2) THAT the Learned Trial Magistrate erred in law by fail to consider the unreasonable delay in having the matter proceed to trial
as a matter of priority ordered by the High Court.
3) THAT the balancing of the Appellant case against the States Cases erroneous.
- Before I deal with the above appeal grounds, I need to make some preliminary observations. The decision appealed against was made
on 16 July 2013. The applicant's petition of appeal was received by the High Court on 19 September 2013. He was required to appeal
within 28 days, if dissatisfied with the Learned Magistrate's decision. However, he did not appeal within 28 days, and was out of
time by 2 months 6 days. Technically therefore, the applicant had no right to appeal against the Learned Magistrate's decision, because
he was well out of time. If he wants to appeal out of time, he must show "good cause" to get permission to do so. "Good cause" could
be the merits of his appeal.
Appeal Ground No. 1
- I have carefully read the Learned Magistrate's 16 July 2013 decision to find out whether or not the applicant's complaint was justified.
In my view, the Learned Magistrate gave his reasons on why he accepted the prosecution's application under Section 169(1) and 169(2)(b)(ii)
of the Criminal Procedure Decree 2009. Please, refer to paragraphs 5 to 9 of his ruling.

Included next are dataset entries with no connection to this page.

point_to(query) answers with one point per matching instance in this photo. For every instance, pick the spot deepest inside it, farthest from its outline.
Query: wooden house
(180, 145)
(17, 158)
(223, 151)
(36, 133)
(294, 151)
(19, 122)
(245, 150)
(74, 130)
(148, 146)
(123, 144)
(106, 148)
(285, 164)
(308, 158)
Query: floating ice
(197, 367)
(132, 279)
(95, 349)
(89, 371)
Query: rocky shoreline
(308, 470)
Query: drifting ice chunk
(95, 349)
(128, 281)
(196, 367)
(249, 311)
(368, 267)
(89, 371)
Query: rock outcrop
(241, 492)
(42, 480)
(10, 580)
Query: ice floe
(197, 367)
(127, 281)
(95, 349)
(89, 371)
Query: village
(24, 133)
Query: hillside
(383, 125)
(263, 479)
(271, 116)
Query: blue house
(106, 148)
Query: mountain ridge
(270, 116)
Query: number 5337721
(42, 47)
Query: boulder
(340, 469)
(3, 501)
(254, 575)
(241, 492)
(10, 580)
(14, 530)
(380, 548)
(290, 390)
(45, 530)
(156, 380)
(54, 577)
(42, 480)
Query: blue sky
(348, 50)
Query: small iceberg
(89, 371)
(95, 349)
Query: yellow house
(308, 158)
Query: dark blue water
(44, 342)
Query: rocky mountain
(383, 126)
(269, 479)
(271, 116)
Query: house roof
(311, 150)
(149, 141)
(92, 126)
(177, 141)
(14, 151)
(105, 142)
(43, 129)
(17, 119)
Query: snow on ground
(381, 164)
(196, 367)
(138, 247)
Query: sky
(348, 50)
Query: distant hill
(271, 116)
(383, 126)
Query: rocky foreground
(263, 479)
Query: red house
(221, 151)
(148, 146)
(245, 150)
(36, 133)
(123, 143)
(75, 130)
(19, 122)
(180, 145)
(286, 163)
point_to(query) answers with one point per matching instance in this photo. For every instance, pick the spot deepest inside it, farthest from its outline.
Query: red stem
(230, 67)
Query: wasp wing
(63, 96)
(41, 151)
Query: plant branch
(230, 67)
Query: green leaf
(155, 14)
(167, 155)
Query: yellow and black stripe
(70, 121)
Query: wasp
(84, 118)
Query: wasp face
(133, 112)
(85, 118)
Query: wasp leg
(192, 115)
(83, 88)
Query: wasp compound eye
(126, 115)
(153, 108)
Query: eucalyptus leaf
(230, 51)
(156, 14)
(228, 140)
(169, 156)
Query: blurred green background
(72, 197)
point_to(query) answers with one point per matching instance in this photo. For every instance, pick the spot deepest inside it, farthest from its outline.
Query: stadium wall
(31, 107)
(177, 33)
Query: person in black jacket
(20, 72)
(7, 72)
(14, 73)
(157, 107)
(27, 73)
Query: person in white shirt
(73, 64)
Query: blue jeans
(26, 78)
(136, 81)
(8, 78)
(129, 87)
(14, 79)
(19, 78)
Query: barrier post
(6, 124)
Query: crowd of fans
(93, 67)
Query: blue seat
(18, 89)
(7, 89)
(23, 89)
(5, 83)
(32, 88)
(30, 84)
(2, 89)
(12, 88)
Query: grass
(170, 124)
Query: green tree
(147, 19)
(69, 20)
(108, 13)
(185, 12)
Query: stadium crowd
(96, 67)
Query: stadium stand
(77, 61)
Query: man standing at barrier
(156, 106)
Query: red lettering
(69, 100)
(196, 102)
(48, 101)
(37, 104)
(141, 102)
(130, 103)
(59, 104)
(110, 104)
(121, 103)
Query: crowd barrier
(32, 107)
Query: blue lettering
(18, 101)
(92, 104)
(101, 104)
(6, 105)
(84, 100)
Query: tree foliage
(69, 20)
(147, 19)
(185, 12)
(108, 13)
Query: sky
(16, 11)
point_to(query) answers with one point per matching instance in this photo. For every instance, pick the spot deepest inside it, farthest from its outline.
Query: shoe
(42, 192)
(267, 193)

In my view, this ground fails and I dismiss
it accordingly.
Appeal Ground No. 2
- In this case, the Learned Magistrate proceeded to trial without delay. The prosecution was in difficulty. All their witnesses statements
and exhibits appeared missing. They did what was proper, given their evidential difficulties. They applied for a discharged of the
accused by withdrawing the charge under Sections 169(1) and 169(2)(b)(ii) of the Criminal Procedure Decree 2009. The case was then
closed. In my view, this ground fails and I dismiss it accordingly.
Appeal Ground No. 3
- I can't understand what the applicant is complaining about under this head. If it was on the Learned Magistrate's decision on cost
under Section 150 of the Criminal Procedure Decree 2009, in my view, the Learned Magistrate had not erred on his "cost" decision.
He cited the relevant Section, gave his reasons from paragraphs 11 to 26, and refused cost to the applicant. In my view, he was right
in deciding against the applicant on the cost issue. If he wanted to claim $217,000.00, he should do so in the Civil Courts, not
in the Criminal Courts. For the above reasons, Appeal Ground No. 3 fails, and I dismiss it accordingly.
Conclusion
- Given the above, the applicant had shown no "good cause" for permission to be given to him, to appeal out of time. Consequently, the
applicant's application to appeal out of time is dismissed.
Salesi Temo
JUDGE
Solicitor for Applicant : In Person
Solicitor for Respondent : Office of the Director of Public Prosecution, Suva.